El mensaje de Sally me sugirió varios pensamientos inmediatos. El primero fue: en fin, al menos ha dado señales de vida. El segundo fue: al menos ha dicho que me echaba de menos. Y el tercero fue: ¿por qué no ha dicho «te quiero» o «muchos besos» o algo incluso más pretencioso, como «bisous» ? [7]

Después, mi parte racional se impuso, e intenté recordarme a mí mismo que ella estaba inmersa en un Sturm and Drang versión Los Ángeles. Y que en Hollywood, una crisis profesional de aquella envergadura se convertía para todos los afectados en algo parecido al sitio de Stalingrado.

En otras palabras, me obligué a no angustiarme injustificadamente por sus sentimientos hacia, mí. Estaba preocupada.

Volvieron a llamar a la puerta. Entró una mujer de treinta y tantos años, con el pelo negro corto y muy bronceada. También iba vestida con el uniforme Saffron Island de camiseta y pantalones cortos. Como Meg, también parecía una de esas mujeres de piernas largas y expresión fresca que con seguridad habían pertenecido a una hermandad de alguna buena universidad, y sin duda habían salido con un defensa llamado Bud.

– Hola, señor Armitage -dijo-. Soy Joan, la secretaría. ¿Está bien instalado?

– Muy bien.

– Me han dicho que tenía un manuscrito para pasar a limpio.

– Exacto -dije; saqué el guión de la funda del ordenador y bajé al salón-. Lo siento pero no tengo el disco original.

– No se preocupe. Podemos volver a picarlo.

– ¿No será mucho trabajo?

Ella se encogió de hombros.

– No he tenido mucho que hacer últimamente. Me irá bien trabajar un poco.

– También tendrás que descifrar mis jeroglíficos -dije, yendo a la tercera página y señalando mis múltiples correcciones y añadidos.

– Los he visto peores. En fin, se quedará unos días, ¿verdad?

– Eso me han dicho.

– Pues, si no le importa, le llamaré si no entiendo algo.

Mientras ella se iba, Meg salió del vestidor con unos pantalones en la mano.

– Han salido un poco arrugados de la maleta, así que los mandaré a la lavandería para que les den un planchazo. ¿Le apetece una buena cena o prefiere algo ligero?

Miré el reloj. Eran casi las nueve, aunque mi cerebro seguía cuatro horas retrasado según el horario de Los Ángeles.

– Algo muy ligero, si no es molestia.

– Señor Armitage…

– David, por favor.

– Al señor Fleck le gusta que llamemos por el apellido a los invitados. Señor Armitage, debe saber que en Saffron Island, estamos a su disposición para todo lo que desee. Si lo que quiere son una docena de ostras y una botella de…

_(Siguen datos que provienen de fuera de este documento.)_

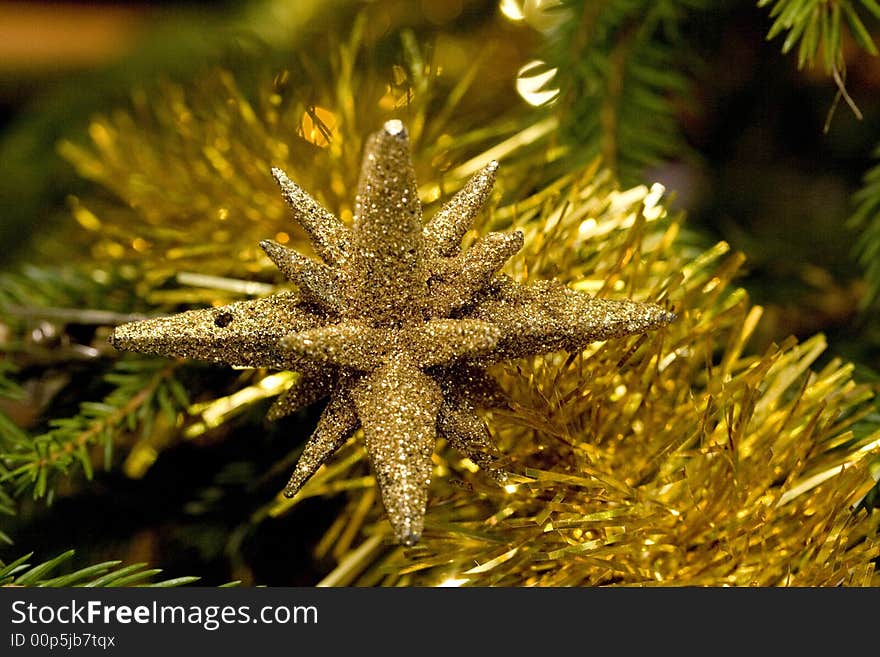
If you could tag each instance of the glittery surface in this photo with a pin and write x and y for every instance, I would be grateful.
(396, 325)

– Gewurtztraminer, pero sólo una copa.

– Le diré al sommelier que traiga una botella. Si no se la termina, no pasa nada.

– ¿Tienen un sommelier?

– Todas las islas deberían tener uno. -Otra de sus sonrisitas-. Vuelvo en seguida con las ostras.

Y se marchó.

Unos minutos después, telefoneó el sommelier. Se llamaba Claude. Tal como esperaba, tenía un fuerte acento francés. Dijo que estaba encantado con mi elección de vino de Gewurtztraminer, y que tenía unas dos docenas de botellas en la bodega. Le pedí que me propusiera una. Empezó un elaborado repaso de sus preferencias y me informó de que su favorito era un Gisselbrecht de 1986:

– Un vino de Alsacia excepcional. Con un equilibrio perfecto de fruta y acidez.

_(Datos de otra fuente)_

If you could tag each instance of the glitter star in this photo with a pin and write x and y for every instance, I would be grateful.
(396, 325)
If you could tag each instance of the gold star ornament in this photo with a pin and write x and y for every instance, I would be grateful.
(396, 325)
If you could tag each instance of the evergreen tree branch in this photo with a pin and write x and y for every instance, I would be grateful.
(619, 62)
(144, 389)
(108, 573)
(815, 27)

– Sólo me apetece una copa -dije.

– Le mandaré la botella de todas formas.

En cuanto colgué, entré en la red y encontré una página de vinos añejos. En la casilla de búsqueda tecleé: Gisselbrecht Gewurtztraminer 1986, y apreté la tecla de enviar. Poco después, apareció una fotografía del vino en cuestión en la pantalla de mi portátil, junto con una descripción detallada, que me informaba de que entre los premier cru Gewurtztraminer, ése era el no va más.

Y podía pedir una botella por sólo 275 dólares, porque tenía un descuento especial.

Me recosté en el asiento, meneando la cabeza aturdido. Iban a mandarme una botella de vino de 275 dólares a la habitación, y yo lo único que quería era una copa de vino. Como empezaba a comprender, la vida en el refugio caribeño de Fleck se vivía de acuerdo con la norma del «dinero no es un problema».